- Stylistic origins: Purple sound; dubstep; trap; footwork; other forms of electronic dance music;
- Cultural origins: Early 2010s, Australia, United Kingdom, United States
- Typical instruments: Digital audio workstation; keyboard; synthesizer; sampler; music sequencer; guitar;

Subgenres
- Kawaii future bass; Futurecore;

Other topics
- Future house; future garage; rage;

= Future bass =

EDM music genre originating in the 2010s

Future bass is a style of electronic dance music which developed in the 2010s that mixes elements of dubstep and EDM trap with warmer, less abrasive rhythms.
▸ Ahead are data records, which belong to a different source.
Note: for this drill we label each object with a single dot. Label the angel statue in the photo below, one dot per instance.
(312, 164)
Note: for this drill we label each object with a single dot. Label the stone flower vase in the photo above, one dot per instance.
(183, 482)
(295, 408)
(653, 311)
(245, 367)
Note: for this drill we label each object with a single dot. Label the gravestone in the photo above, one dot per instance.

The genre was pioneered by producers such as Rustie, Hudson Mohawke, Lido, San Holo and Cashmere Cat, and it was popularised in the mid to late-2010s by artists such as Flume, Martin Garrix, Illenium, Louis the Child and Mura Masa. 2016 was seen as the breakout year for the genre.

== History ==
The genre was pioneered by Scottish producers Rustie and Hudson Mohawke, who began producing future bass tracks in 2010. One of the first popularity-fueling releases in the genre was Rustie's album Glass Swords, released in 2011. Later, in 2013, the Flume remix of Disclosure's song "You & Me" brought the genre into the mainstream, and through the mid-2010s future bass became popular in the United Kingdom, United States, Japan, China, Korea and Australia.

== Characteristics ==
The sound waves are often modulated using automation or low-frequency oscillation controlling the cutoff of an audio filter (typically a low- or high-pass filter), or the wave's amplitude, to adjust the waveform (to create a ‘wobbly’ effect on its parameters). In addition, it is common to utilize a somewhat "twinkly"-sounding gradual rise in pitch during "risers" (gradual pre-drop buildups of white noise), and arpeggio chords, vocal chops, or vocoders.

Tracks commonly feature a 4/4 time signature with BPM set between 130BPM to 175BPM.

== Subgenres ==
=== Kawaii future bass ===

"🤼‍♀️ (:women_wrestling:)" by Jamie Paige, which demonstrates many of the kawaii future bass subgenre's characteristics.

Kawaii future bass (also known simply as kawaii bass) is a subgenre of future bass, known for its happy and cute timbre and strong Japanese pop culture influences. Often, chiptune sounds, soft square waves, samples from anime or video games, percussion instruments, and door and bed squeaks are incorporated into such songs. Snail's House and other producers have produced tracks of this subgenre, with the former being credited as the genre pioneer after releasing the extended play Kirara in 2015.